Dallas resident Smotherman encouraged by strong showing at Byron Nelson

While awaiting his big breakthrough on the PGA Tour, Austin Smotherman focuses on building week by week.

That approach has yielded a strong rookie season for the former SMU stand-out, who saw his burgeoning pro career come full circle at the AT&T Byron Nelson in May.

Smotherman made his first Tour start at the Nelson in 2017, when he competed on a sponsor’s exemption at the TPC Four Seasons in Irving. He missed the cut that year but finished in a tie for 25th place this time around at TPC Craig Ranch in McKinney.

“Seeing these guys up close [in 2017], that gave me the confidence,” Smother-man said. “Then these last three or four years got me back to this point on my own merits.”

Such results are becoming more common for Smotherman, a California native who lives in Dallas with his wife, Jessica, a boutique manager in Highland Park Village. Smotherman made the cut in 11 of his first 17 starts this season, with the best result a tie for 11th place at the Farmers Insurance Open in January in San Diego.

“A lot of areas of my game are coming together at the right time,” he said. “Every week is so cool. We’re playing for a lot of money and a lot of [FedEx Cup] points. You just have to focus and go do your work.”

Smotherman is competing alongside two former college teammates — Bryson DeChambeau and Harry Higgs — as part of a robust legacy of SMU alumni on Tour. Kelly Kraft, another ex-Mustang and PGA veteran, has been a mentor.

“With the whole SMU contingent we have on Tour, it doesn’t feel like it’s my rookie year because I’ve lived it through those guys,” Smotherman said.
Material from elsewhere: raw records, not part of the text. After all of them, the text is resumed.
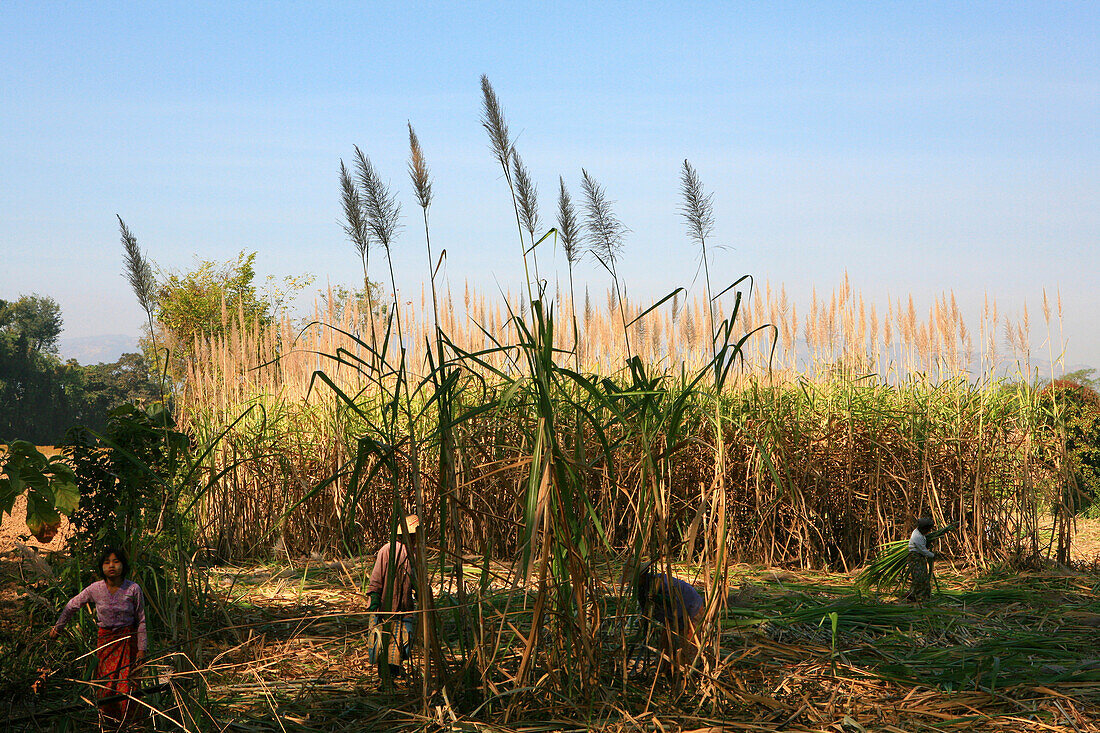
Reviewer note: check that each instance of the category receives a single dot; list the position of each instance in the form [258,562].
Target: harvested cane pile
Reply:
[796,652]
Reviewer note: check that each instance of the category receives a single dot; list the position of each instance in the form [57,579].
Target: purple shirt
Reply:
[674,598]
[123,608]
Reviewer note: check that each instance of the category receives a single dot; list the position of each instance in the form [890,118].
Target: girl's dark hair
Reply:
[117,551]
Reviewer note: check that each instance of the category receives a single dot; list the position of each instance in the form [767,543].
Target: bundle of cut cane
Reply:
[890,567]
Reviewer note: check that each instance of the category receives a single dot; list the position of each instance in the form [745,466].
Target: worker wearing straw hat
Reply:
[392,597]
[920,557]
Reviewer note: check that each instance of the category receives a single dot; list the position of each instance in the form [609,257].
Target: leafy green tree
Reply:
[108,385]
[34,316]
[211,301]
[1074,409]
[40,396]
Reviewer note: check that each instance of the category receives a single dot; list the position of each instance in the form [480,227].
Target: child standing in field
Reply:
[120,614]
[671,602]
[920,557]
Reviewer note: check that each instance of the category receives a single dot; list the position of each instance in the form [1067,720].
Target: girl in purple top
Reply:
[120,614]
[673,603]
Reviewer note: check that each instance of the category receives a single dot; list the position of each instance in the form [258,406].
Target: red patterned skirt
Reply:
[117,653]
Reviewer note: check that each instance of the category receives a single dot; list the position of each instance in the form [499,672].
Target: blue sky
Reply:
[921,148]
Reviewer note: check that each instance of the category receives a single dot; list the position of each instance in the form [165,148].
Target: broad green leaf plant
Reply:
[50,485]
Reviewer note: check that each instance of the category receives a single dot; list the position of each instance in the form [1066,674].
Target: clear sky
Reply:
[919,146]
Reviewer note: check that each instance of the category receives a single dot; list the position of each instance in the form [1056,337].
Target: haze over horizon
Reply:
[920,150]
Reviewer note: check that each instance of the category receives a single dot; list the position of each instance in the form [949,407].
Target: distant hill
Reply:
[96,349]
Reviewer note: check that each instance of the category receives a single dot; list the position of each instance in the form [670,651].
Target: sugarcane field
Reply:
[528,368]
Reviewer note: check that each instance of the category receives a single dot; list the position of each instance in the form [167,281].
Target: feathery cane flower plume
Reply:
[605,231]
[354,221]
[697,208]
[139,271]
[526,195]
[418,171]
[494,123]
[381,206]
[568,225]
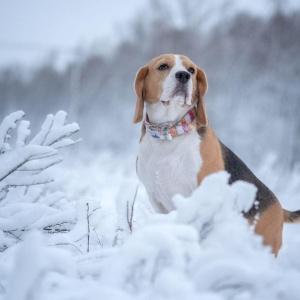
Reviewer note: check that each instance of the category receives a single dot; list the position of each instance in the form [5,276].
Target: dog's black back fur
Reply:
[239,171]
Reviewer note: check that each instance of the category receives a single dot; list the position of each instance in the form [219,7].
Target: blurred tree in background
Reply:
[252,64]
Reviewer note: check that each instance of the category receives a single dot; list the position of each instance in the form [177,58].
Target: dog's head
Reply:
[170,85]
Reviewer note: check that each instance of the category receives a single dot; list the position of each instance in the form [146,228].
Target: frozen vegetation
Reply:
[78,238]
[82,228]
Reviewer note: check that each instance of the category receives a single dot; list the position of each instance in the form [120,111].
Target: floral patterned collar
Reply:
[169,131]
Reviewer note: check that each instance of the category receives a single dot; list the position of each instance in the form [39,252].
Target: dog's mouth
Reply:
[165,103]
[180,96]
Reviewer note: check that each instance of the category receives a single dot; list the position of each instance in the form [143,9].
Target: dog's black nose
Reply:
[182,76]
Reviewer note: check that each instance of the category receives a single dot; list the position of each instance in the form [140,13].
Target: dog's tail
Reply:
[291,216]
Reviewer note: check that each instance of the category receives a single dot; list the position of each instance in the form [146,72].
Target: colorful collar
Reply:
[169,131]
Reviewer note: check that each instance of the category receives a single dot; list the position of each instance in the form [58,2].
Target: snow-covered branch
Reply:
[24,165]
[21,166]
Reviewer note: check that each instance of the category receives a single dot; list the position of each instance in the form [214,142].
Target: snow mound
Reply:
[203,250]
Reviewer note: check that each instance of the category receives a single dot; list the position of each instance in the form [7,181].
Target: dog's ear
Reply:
[139,85]
[202,88]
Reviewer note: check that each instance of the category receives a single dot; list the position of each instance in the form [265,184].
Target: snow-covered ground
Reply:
[91,234]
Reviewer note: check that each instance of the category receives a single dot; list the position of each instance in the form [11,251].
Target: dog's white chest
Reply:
[167,168]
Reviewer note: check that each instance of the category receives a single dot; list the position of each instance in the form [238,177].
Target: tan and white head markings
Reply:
[170,85]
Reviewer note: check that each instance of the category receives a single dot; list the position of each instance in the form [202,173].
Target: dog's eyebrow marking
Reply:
[178,62]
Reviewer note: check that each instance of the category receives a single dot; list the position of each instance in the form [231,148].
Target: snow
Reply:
[71,239]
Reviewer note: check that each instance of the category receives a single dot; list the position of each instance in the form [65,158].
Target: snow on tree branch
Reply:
[21,166]
[7,125]
[55,132]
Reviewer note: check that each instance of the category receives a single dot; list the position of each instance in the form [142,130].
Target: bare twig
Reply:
[100,243]
[88,224]
[130,216]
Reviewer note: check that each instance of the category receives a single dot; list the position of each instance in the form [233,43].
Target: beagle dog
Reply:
[178,148]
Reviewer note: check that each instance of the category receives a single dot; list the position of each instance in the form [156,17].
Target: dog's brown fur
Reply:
[215,155]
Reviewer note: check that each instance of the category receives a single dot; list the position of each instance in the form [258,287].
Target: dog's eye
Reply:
[163,67]
[191,70]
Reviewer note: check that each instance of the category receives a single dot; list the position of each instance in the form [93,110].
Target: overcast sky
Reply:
[29,29]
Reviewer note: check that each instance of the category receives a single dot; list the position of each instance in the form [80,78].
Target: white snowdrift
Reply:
[204,250]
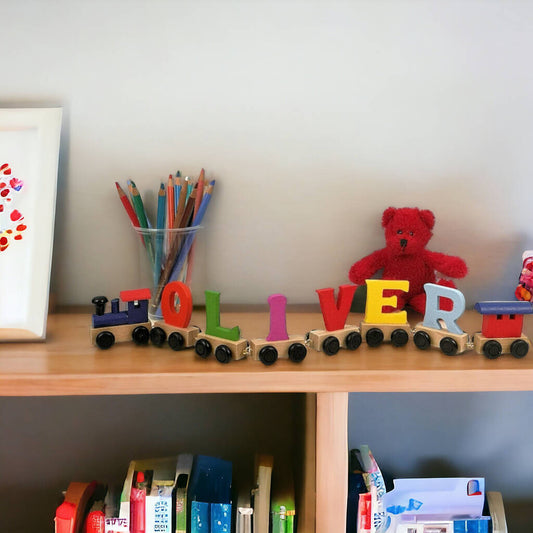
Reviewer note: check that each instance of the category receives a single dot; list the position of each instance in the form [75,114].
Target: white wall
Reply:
[312,116]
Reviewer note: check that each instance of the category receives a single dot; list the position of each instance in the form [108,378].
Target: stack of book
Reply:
[181,494]
[443,505]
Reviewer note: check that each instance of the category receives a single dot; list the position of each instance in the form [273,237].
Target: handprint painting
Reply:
[29,160]
[12,226]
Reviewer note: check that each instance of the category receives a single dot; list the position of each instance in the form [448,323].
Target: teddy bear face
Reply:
[407,230]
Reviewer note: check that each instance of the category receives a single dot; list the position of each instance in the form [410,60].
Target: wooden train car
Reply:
[225,349]
[330,342]
[268,352]
[178,338]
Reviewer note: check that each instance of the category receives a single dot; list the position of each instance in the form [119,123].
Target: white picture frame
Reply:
[29,156]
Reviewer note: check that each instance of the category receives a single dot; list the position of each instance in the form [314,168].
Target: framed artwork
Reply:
[29,154]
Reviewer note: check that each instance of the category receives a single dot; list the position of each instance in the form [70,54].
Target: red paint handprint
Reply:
[15,227]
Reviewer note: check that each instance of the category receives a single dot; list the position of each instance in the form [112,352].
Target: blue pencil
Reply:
[161,216]
[184,251]
[177,189]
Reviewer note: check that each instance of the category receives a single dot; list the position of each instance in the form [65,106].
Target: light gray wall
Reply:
[312,116]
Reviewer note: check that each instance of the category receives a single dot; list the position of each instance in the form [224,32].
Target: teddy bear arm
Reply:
[365,268]
[448,265]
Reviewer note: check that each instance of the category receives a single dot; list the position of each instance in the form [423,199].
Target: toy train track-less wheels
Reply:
[353,340]
[492,349]
[519,348]
[422,340]
[268,355]
[297,352]
[104,340]
[399,337]
[158,336]
[176,341]
[331,345]
[223,354]
[374,337]
[140,335]
[203,348]
[449,346]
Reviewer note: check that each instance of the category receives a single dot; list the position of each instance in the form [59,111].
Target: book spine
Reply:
[221,518]
[200,517]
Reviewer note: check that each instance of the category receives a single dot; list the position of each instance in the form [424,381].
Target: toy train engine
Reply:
[501,330]
[330,342]
[175,327]
[119,326]
[268,352]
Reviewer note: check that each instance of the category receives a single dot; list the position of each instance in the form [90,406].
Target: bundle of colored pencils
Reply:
[181,206]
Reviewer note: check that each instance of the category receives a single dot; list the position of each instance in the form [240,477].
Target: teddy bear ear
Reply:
[428,218]
[388,214]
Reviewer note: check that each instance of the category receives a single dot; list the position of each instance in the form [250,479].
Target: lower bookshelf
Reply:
[72,410]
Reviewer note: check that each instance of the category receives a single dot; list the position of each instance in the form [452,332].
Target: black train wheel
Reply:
[203,348]
[492,349]
[104,340]
[223,354]
[158,336]
[374,337]
[331,345]
[268,355]
[449,346]
[422,340]
[399,337]
[140,335]
[297,352]
[176,341]
[519,348]
[353,340]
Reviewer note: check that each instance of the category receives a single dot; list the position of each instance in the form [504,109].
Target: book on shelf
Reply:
[181,484]
[261,493]
[209,495]
[282,505]
[147,495]
[70,515]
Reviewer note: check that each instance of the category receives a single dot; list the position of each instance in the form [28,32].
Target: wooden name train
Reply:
[501,330]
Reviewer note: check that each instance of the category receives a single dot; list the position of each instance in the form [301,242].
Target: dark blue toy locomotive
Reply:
[117,325]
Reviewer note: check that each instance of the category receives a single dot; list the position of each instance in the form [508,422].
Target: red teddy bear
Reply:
[407,231]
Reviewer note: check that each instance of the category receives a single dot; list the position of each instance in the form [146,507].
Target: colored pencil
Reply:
[127,205]
[141,215]
[159,244]
[182,200]
[184,251]
[175,249]
[171,208]
[177,188]
[199,197]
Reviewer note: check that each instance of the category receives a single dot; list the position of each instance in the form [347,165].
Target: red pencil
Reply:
[127,205]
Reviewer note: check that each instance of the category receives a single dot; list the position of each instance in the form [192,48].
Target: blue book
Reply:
[209,483]
[220,518]
[200,517]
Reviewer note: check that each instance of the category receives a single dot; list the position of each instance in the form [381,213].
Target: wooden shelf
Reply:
[67,364]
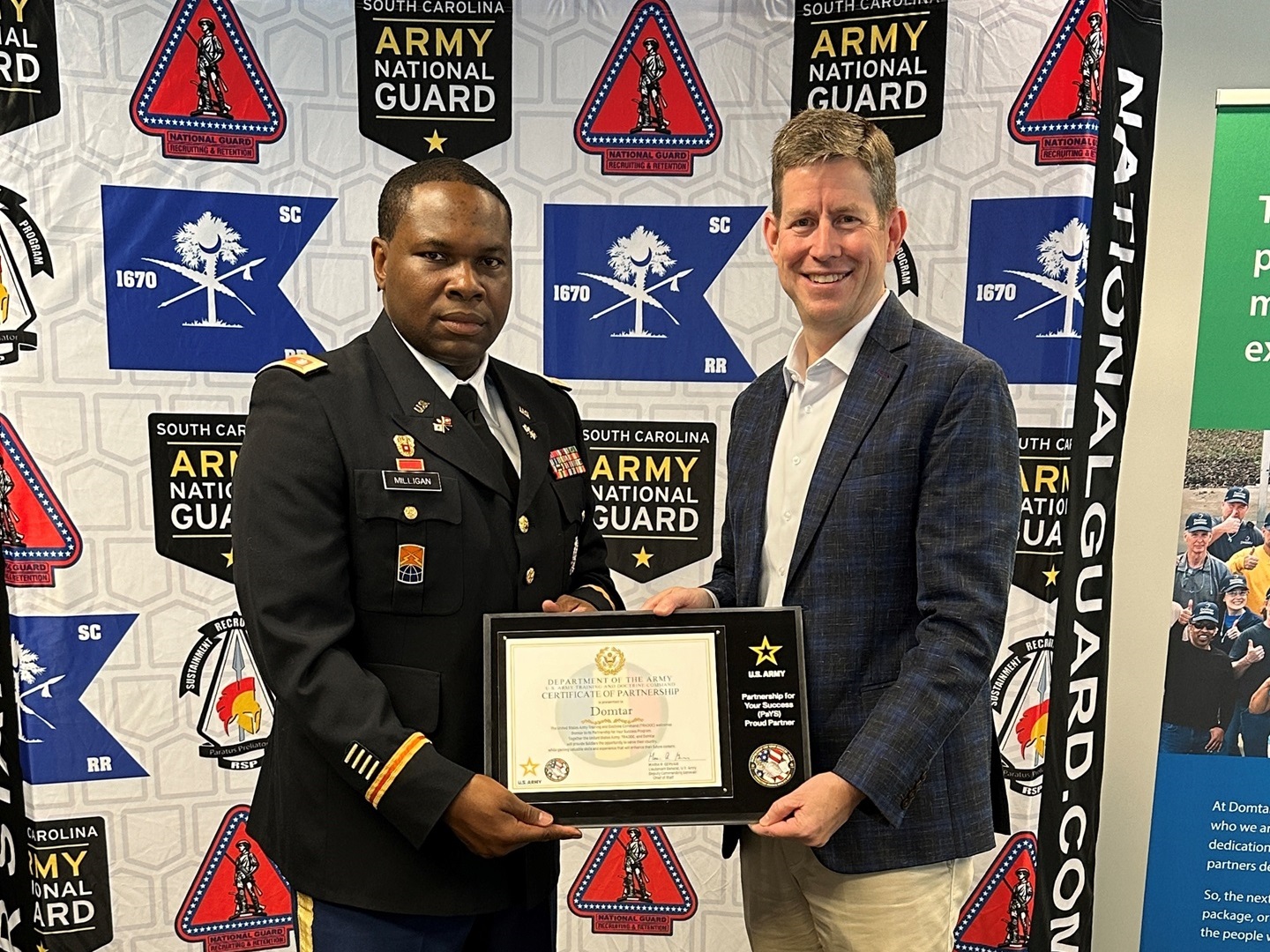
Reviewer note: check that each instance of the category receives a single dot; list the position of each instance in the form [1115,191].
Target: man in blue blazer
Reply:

Before this year, Smotherman was grinding away for a few years on PGA Tour Latinoamerica and on the Korn Ferry Tour, where his top-25 finish in 2021 — including one victory — earned him a one-year exemption on the PGA Tour. Now he’s proving he belongs.

Besides cementing his status on Tour, Smotherman hopes to play in his first major championship event this year, such as the British Open in July.